Automating denials management for lab reimbursement

April 21, 2021

The rate of claims denials at health systems and laboratories has been increasing, which means that managing denials is becoming an important part of an organization’s revenue cycle workflow.

The Change Healthcare 2020 Revenue Cycle Denials Index showed that the rate of denials for the healthcare industry increased steadily between 2017 and 2020, topping out at 11% of claims being denied in the third quarter of 2020. The analysis was based on more than 102 million claim remittances, reflecting more than $407 billion in total charges, processed by Change Healthcare between July 2019-June 2020 for 1,500 hospitals nationwide.1

Meanwhile, XIFIN, a vendor of revenue cycle management software, performed an analysis on its laboratory customers’ claims data to uncover trends in denials.

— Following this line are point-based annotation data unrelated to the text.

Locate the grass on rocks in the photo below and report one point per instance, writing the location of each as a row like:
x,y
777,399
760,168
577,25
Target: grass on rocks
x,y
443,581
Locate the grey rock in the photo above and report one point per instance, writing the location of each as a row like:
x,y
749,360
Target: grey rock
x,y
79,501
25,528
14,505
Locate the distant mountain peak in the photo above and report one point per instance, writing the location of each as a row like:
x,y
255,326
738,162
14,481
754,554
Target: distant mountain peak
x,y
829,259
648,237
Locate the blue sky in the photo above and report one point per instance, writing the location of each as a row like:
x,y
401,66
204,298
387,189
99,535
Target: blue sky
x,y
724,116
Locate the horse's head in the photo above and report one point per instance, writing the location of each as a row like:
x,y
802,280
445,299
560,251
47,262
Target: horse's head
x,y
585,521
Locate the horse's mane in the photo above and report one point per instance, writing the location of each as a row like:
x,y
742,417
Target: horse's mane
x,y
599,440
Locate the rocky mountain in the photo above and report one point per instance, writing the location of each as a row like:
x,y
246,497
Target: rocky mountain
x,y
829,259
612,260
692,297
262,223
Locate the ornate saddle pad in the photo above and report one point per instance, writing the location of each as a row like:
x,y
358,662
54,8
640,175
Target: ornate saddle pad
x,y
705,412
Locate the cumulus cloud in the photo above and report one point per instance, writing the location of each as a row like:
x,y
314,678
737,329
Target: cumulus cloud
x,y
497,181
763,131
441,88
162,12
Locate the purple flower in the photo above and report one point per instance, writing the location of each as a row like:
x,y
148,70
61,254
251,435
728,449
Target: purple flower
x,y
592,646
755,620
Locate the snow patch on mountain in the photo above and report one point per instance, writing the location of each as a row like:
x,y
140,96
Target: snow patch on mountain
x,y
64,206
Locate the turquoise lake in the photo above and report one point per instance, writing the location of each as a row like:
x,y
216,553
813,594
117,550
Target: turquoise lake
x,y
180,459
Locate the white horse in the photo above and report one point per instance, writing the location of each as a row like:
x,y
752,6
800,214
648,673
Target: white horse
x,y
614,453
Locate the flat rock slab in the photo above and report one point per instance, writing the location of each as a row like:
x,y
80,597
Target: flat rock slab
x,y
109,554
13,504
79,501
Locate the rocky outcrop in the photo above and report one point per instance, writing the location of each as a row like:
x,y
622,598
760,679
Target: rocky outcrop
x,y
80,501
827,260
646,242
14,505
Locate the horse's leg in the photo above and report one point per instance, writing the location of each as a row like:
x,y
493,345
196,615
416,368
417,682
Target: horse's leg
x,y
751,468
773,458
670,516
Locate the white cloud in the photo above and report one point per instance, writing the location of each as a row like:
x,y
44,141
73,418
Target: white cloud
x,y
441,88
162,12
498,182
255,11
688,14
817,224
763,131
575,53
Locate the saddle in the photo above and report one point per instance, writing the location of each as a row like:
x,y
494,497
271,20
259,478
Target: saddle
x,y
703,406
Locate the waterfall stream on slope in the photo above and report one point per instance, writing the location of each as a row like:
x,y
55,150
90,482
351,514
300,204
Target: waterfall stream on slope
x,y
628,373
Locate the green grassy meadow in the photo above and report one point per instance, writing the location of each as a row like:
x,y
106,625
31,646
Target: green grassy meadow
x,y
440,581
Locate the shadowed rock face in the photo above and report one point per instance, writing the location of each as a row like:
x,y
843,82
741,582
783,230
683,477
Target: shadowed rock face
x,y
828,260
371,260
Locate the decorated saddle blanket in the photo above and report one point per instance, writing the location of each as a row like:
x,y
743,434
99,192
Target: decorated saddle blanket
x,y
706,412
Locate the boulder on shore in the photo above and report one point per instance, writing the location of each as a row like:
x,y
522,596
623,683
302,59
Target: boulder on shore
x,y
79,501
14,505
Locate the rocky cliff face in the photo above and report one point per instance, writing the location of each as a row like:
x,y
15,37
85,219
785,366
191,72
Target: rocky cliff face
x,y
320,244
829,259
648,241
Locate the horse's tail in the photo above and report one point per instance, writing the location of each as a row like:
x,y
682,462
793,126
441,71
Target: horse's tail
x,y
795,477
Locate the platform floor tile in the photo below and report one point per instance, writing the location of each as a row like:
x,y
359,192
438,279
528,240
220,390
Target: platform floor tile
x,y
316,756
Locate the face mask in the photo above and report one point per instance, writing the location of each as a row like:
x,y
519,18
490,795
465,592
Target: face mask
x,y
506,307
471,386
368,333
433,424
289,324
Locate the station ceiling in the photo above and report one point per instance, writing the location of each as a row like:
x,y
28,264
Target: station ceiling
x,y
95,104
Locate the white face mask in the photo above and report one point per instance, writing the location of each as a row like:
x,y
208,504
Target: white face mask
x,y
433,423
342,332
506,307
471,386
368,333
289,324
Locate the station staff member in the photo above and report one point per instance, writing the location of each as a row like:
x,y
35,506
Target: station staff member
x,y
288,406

It found that the percentage of claims denied varied by type of lab (such as clinical, molecular, hospital or pathology) and payer (such as Blue Cross Blue Shield or Medicare). For example, molecular labs faced the highest denial rates for in-network claims, ranging from slightly more than 20% for commercial payers to nearly 45% for Medicaid. For clinical labs, denial rates ranged from less than 5% for Medicare to 22.5% for workers’ compensation.2

Overall, XIFIN said denial rates averaged 15% for in-network claims and 30% for out-of-network claims.

Reasons for denials

XIFIN also analyzed the reasons for denials, finding that the most common reasons for denials are for tests deemed experimental, performed without prior authorization, medically unnecessary or not covered by an insurance plan.2

XIFIN’s analysts also have seen an increase in denials associated with what are known as Medically Unlikely Edits, which are coding rules developed by the Centers for Medicare & Medicaid Services (CMS) to determine the maximum number of units of service allowed for a given date and patient. “We’ve recently begun to see payers denying all units associated with a procedure code that exceeds the MUE limit, instead of only the subsequent units that exceed the limit,” said Clarisa Blattner, Senior Director, MDx Support Services at XIFIN.

Blattner said XIFIN also has seen an increase in denials for missing information (CO 16) and missing documentation (CO 252).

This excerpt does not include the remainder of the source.